Retrieving the OpenShift Installer

Two approaches:

  1. Choose a successfully deployed release that passed CI
  2. Deploy latest

Choosing a OpenShift Installer Release from CI

  1. Go to https://openshift-release.svc.ci.openshift.org/ and choose a release which has passed the tests for metal.
  2. Save the release name. e.g: 4.3.0-0.nightly-2019-12-09-035405
  3. Configure VARS
    export VERSION="4.3.0-0.nightly-2019-12-09-035405"
    export RELEASE_IMAGE=$(curl -s https://mirror.openshift.com/pub/openshift-v4/clients/ocp-dev-preview/$VERSION/release.txt | grep 'Pull From: quay.io' | awk -F ' ' '{print $3}' | xargs)

Choosing the latest OpenShift Installer

  1. Configure VARS
    export VERSION=$(curl -s https://mirror.openshift.com/pub/openshift-v4/clients/ocp-dev-preview/latest/release.txt | grep 'Name:' | awk -F: '{print $2}' | xargs)
    export RELEASE_IMAGE=$(curl -s https://mirror.openshift.com/pub/openshift-v4/clients/ocp-dev-preview/latest/release.txt | grep 'Pull From: quay.io' | awk -F ' ' '{print $3}' | xargs)

Extract the Installer

Once the installer has been chosen, the next step is to extract it.

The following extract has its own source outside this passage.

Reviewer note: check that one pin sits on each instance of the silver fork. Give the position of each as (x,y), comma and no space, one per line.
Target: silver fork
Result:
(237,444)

export cmd=openshift-baremetal-install
export pullsecret_file=~/pull-secret.txt
export extract_dir=$(pwd)
# Get the oc binary
curl -s https://mirror.openshift.com/pub/openshift-v4/clients/ocp-dev-preview/$VERSION/openshift-client-linux-$VERSION.tar.gz | tar zxvf - oc
# Extract the baremetal installer
./oc adm release extract --registry-config "${pullsecret_file}" --command=$cmd --to "${extract_dir}" ${RELEASE_IMAGE}

Configure the install-config and metal3-config

  1. Configure the install-config.yaml (Make sure you change the pullSecret and sshKey)
    apiVersion: v1
    baseDomain: <domain>
    metadata:
      name: <cluster-name>
    networking:
      machineCIDR: <public-cidr>
    compute:
    - name: worker
      replicas: 2
    controlPlane:
      name: master
      replicas: 3
      platform:
        baremetal: {}
    platform:
      baremetal:
        apiVIP: <api-ip>
        ingressVIP: <wildcard-ip>
        dnsVIP: <dns-ip>
        provisioningBridge: provisioning
        externalBridge: baremetal
        hosts:
          - name: openshift-master-0
            role: master
            bmc:
              address: ipmi://<out-of-band-ip>
              username: <user>
              password: <password>
            bootMACAddress: <NIC1-mac-address>
            hardwareProfile: default
          - name: openshift-master-1
            role: master
            bmc:
              address: ipmi://<out-of-band-ip>
              username: <user>
              password: <password>
            bootMACAddress: <NIC1-mac-address>
            hardwareProfile: default
          - name: openshift-master-2
            role: master
            bmc:
              address: ipmi://<out-of-band-ip>
              username: <user>
              password: <password>
            bootMACAddress: <NIC1-mac-address
            hardwareProfile: default
          - name: openshift-worker-0
            role: worker
            bmc:
              address: ipmi://<out-of-band-ip>
              username: <user>
              password: <password>
            bootMACAddress: <NIC1-mac-address
            hardwareProfile: unknown
          - name: openshift-worker-1
            role: worker
            bmc:
              address: ipmi://<out-of-band-ip>
              username: <user>
              password: <password>
            bootMACAddress: <NIC1-mac-address
            hardwareProfile: unknown
    pullSecret: '<pull_secret>'
    sshKey: '<ssh_pub_key>'

NOTE: Ensure to change the appropriate variables to match your environment.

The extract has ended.